When we think about our lives, it is clear that we do the same things every day. We get ready in the morning. We eat a meal. Perhaps we go shopping. With such repetition, it’s no time at all before everything about our lives becomes routine.
Where’s the renewal in any repeated action performed unconsciously? Where’s the fun in just eating again? Sure, it may be pleasurable, but with self-study we can do something more than just trying to please ourselves over and over again in the same old way. We can set an aim to watch ourselves during every seemingly familiar act and see what delightful new adventures our watchfulness brings us to.
Self-study adds a whole new dimension to our daily experience. Remembering to observe ourselves as often as we can, we are then open to discovering one new world after another — both within ourselves and in the world going on around us. Even the most superficial encounter with others places us in a potential gold mine if we can remember to stay awake and watchful of ourselves and friends.
For example, today we can make an exercise to stay awake during our social gatherings just to see if any one topic of conversation is ever completed. Of course, very few ever are, because each of the participants unconsciously redirects the conversation, drawing upon something occurring within his or her own immediate world. In coming awake to this peculiar psychological phenomenon, we don’t try to change other people’s behavior, or even to point out the endless pointlessness in such meandering talk. We do learn however, how it is that we continually find ourselves off track. And once this trick of our lower nature is made clear, so is the secret of how we can keep ourselves on a single, more successful life course.
It’s easy to find especially fruitful areas in which to work at self-study. For one case in point, we all take part in certain activities every day more likely to lull us into a state of psychic sleep. Maybe it’s talking on the phone with a friend or watching TV. Once we’ve identified these behaviors, we can make an extra effort to shake ourselves awake and fight against being pulled under. For best success, find out for yourself those times and conditions where you’re most likely to fall asleep to yourself. For example, while watching TV or a movie, make an aim to notice how much your emotional strings are pulled by the kind of music that’s underscoring the scene. You might even turn the show off altogether for a few minutes, right in the middle of a moving moment, just to see how that makes you feel! Here’s the point: find those places where you most tend to fall asleep, and work there!
When we shake ourselves awake in this way, by consciously stepping outside of any given event, what we’re given to see is that all we’ve really done is step outside of the stream of our own thoughts. This mental or emotional stream is the only force that ever carries us away! Gratefully, we discover that the more we practice freeing ourselves in this way, the freer we become. What a great day it is when instead of seeing every event in the way the intimate enemy wants us to see it, we begin to use those same events to escape its small world. Little by little it dawns on us that everything about this life is an opportunity for self-study! Now we have something new to do every moment. Even taking a walk is no longer just a walk; it’s a journey of self-discovery.
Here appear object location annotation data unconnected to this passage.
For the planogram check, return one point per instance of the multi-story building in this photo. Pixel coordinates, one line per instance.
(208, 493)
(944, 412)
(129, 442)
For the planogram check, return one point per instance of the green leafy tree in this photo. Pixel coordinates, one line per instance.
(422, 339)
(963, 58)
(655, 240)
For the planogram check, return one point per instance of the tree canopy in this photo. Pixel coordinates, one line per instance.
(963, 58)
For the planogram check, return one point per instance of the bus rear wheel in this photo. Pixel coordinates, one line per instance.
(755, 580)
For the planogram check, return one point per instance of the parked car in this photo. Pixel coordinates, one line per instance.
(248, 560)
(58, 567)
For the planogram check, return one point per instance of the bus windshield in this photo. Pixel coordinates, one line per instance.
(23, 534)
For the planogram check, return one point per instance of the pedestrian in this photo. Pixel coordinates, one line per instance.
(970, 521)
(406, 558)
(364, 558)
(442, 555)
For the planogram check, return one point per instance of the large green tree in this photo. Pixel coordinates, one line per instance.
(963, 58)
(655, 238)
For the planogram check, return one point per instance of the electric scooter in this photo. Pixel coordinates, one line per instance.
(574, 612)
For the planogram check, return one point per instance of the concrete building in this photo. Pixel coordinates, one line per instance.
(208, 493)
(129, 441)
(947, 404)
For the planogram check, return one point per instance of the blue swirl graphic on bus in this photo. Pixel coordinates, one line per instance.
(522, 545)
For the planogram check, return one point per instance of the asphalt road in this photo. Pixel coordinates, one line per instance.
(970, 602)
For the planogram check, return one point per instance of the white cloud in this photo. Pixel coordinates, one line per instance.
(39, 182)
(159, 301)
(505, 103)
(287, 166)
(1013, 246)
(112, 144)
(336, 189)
Whatever we do, we can consciously create new ways to watch ourselves and with each attempt become more aware of the restrictive self-created world in which we habitually mentally dwell. When we see that world as it really is, we no longer want to stand within the stream of its painful thoughts and memories. We want to be more constant residents of the larger world of reality, and be what Truth wants us to be. And so our attention is always focused on sighting those shooting stars of self-revelation that guide us further forward toward that new life we know we are meant to experience.